Sunday, March 04, 2007

No pics for today. I'm updating from one of the e-stops at central :( ... been a long while since the last post but just wanted to let you know I'm not dead in this little far-flung country, yet LOL! Flat hasn't got it's Internet connection yet unfortunately, and Chyi's signed us up with some obscure company that I've never heard off (yet was present all this while on my never-used eftpos card :S, but heck, I've never used it man, how would I know it was there?!) called Whoosh under their unlimited broadband plan, strings attached of course. Don't really care, as long as I can do my once-weekly skyping.

The three other ladies are in the flat already. I'm beginning to miss having the flat all to myself. For one I can control at least what happens around there. I don't want to have to keep on coming back and then finding that the hot water tap in the bathroom has been left to run all night until there's only cool water left. Twice already, and I don't want to know what sort of hole that's gonna burn in my pockets. Whoever you are, if you are reading this, you know what to do! Notes on the fridge as well.

Nat's birthday was on Monday of this week. Was rather out of ideas what to get for her, and bookworm that she is, she can have more books to chomp on. Just as well puppy helped out with the choosing. Funny how Sh and I reached for the same little book at the same time as well. Hmm... dare I venture with the comment that great minds think alike? *grins*

Q's birthday was a blast. Ambushed her place at midnight with the cheesecake we got off Govrnors. Who would have thought that they would make such great cakes? And that they open well into the night? At least it makes things simpler. Will put up a picture of it soon as well. Omani cooked the birthday dinner that night as well. *jaw drops, drool drips out* This woman is something in the kitchen I tell you, you've just got to envy Q's dad for getting her... though I doubt if she would want to go out with me anyways lol! Not only does she do Korean, she makes fusion seem a piece of cake as well! *claps in admiration*

Chap Goh Mei today. Will be heading over to Cl's for steamboat later in the day. Meat all prepared and marinated yesterday and so has the glutinous rice balls. Only thing left is to get the veggies done but that can be taken care of easily at Cl's place. Haha, and I'll finally get to see how the house is like after the clean-up they did.

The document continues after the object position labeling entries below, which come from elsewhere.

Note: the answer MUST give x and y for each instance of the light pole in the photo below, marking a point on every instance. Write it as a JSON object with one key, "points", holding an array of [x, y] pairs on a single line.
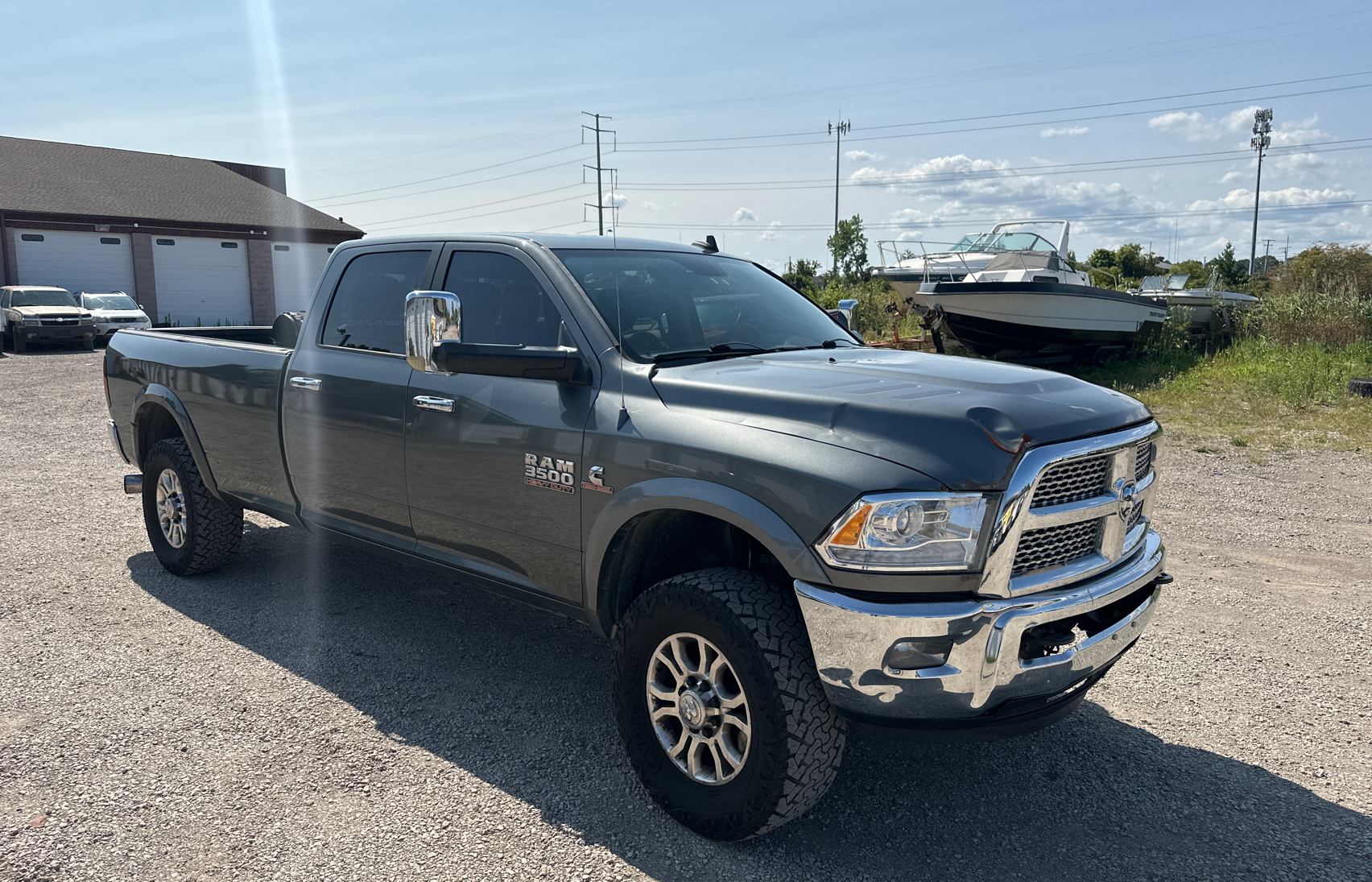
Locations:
{"points": [[1261, 140]]}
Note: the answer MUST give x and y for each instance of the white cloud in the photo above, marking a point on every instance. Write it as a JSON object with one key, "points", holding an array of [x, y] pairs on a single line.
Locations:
{"points": [[1287, 197], [1065, 132], [1196, 126], [771, 232]]}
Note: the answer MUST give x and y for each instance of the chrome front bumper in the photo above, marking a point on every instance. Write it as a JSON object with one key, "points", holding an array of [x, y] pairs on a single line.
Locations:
{"points": [[984, 669]]}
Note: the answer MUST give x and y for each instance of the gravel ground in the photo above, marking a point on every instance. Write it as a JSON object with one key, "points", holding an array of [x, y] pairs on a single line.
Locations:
{"points": [[313, 712]]}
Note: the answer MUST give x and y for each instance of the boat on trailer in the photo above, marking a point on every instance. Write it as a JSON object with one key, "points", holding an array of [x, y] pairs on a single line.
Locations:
{"points": [[970, 254], [1032, 306], [1200, 302]]}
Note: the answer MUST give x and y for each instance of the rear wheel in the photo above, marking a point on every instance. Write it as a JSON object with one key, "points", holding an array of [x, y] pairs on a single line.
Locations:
{"points": [[190, 530], [721, 706]]}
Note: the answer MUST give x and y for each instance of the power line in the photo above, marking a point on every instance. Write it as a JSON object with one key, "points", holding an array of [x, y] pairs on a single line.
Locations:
{"points": [[816, 95], [1023, 113], [970, 220], [943, 177], [440, 189], [444, 177], [1009, 125]]}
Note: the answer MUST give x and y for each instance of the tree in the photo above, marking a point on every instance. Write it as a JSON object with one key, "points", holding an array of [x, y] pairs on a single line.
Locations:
{"points": [[1228, 271], [1134, 263], [849, 250], [803, 277], [1102, 257]]}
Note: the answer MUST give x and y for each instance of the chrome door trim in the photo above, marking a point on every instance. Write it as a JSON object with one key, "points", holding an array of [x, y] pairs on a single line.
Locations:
{"points": [[428, 402]]}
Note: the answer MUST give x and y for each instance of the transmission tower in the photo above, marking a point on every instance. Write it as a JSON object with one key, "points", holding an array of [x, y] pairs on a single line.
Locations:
{"points": [[1261, 140], [600, 169], [838, 130]]}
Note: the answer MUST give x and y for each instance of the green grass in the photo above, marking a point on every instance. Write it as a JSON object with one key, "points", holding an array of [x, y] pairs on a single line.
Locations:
{"points": [[1256, 394]]}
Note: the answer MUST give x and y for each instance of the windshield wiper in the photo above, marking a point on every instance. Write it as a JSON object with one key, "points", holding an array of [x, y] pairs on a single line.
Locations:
{"points": [[717, 350]]}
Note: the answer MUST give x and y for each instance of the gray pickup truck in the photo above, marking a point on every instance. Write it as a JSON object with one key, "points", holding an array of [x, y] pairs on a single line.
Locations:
{"points": [[783, 531]]}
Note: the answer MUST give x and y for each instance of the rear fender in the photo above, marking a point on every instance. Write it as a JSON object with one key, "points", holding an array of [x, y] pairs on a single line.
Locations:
{"points": [[689, 494], [158, 395]]}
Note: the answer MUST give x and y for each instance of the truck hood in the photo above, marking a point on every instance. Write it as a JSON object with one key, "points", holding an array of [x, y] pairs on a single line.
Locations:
{"points": [[961, 421], [56, 312]]}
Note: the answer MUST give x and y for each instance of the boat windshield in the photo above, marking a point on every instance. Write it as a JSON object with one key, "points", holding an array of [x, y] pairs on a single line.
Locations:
{"points": [[676, 304]]}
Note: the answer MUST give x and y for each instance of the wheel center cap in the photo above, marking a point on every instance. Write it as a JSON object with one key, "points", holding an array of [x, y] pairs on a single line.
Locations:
{"points": [[693, 710]]}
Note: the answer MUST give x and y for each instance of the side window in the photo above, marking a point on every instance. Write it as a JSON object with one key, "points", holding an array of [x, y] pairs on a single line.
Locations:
{"points": [[368, 308], [502, 302]]}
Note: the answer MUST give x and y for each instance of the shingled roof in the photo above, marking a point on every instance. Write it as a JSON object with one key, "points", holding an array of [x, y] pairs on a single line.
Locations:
{"points": [[47, 177]]}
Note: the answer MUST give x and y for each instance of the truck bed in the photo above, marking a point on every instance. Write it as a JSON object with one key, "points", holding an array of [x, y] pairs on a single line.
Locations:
{"points": [[228, 380]]}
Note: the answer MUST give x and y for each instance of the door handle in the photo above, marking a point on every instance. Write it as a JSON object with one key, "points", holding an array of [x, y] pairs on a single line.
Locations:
{"points": [[426, 402]]}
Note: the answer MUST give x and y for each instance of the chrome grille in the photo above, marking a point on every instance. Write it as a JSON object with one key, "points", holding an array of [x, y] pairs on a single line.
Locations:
{"points": [[1072, 482], [1142, 460], [1056, 546]]}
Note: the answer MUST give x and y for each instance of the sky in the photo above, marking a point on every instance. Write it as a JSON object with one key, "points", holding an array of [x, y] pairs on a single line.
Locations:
{"points": [[1132, 122]]}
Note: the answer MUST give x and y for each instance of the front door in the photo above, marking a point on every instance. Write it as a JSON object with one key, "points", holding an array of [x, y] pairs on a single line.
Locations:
{"points": [[345, 401], [494, 483]]}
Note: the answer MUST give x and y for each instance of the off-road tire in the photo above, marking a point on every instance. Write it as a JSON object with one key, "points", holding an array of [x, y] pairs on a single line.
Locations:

Brain dissections twice so far. I'm not sure if it's just my sense of smell is going wacky or something, but during the first one, I'm absolutely certain I smelt something that was exactly like the black vinegar that people like to chuck into those shark-fin soups. Thinking about it now makes me want to gag, especially when I've never liked it all that much in the first place. There's also the ever 'omnipresent' melted margarine smell as usual, and I'm very surprised at how... juicy the dissection was. It wasn't necrotic of course, just plenty of clear juice, unlike that from the body. And there's this sickening crunching sort of sound when you pry the top of the skull off the head.... think the thigh bone being crunched off or wrenched out of its socket when you eat your chicken thigh at KFC... ugh! And golly, someone had just to tell me that the brain had the consistency of tofu, not that it wasn't at the back of my mind since the first second I stuck out my finger and poked at it. Worse still, the path text book just have to mention the same thing as well... it'll be ages before I want to chomp on some tofu now. Though once I've finished up the meat in the fridge, I'll want to see how long I can survive on eggs and tofu and all the other veggie protein I can find before I start craving for meat again. But then that's still some time away....

Rostered for the special hymn today. Gaah.... there seems to be no escape. I don't want to take the other option that I can think of though, just being absent like some people. But then going still is kinda going against ... my essence (?) .... It's all and fine to think that it's just a bunch of songs and words that I'm singing or listening to, but in the end singing and listening to stuff like that without meaning them is equal to wasting my time and others as well, not to mention it's not being fair on my senses. Music is made to be loved, enjoyed and to create genuine emotion as well. *grimace* Not to mention I haven't been doing much about practising as well. Shame on me. I've been fooling about a bit much for the past few days. Will need to get a bit more serious soon.

HX is not really up and running yet. SL is supposedly to take care of the admin side of things this year.... but then to tell the truth I'm not up for it this year. Practising and performing perhaps, but nothing fancy. I can't handle the stress for another year, too much burnt last year and I'm still feeling sick from it. Stress levels bumped up everytime I think about it, not to mention the prospect of having to sing in front of people later today doesn't actually do wonders for my graying strands.

Miss you all back home, and hugs to the little 'pombelo'... dooshi dooshi kwee~!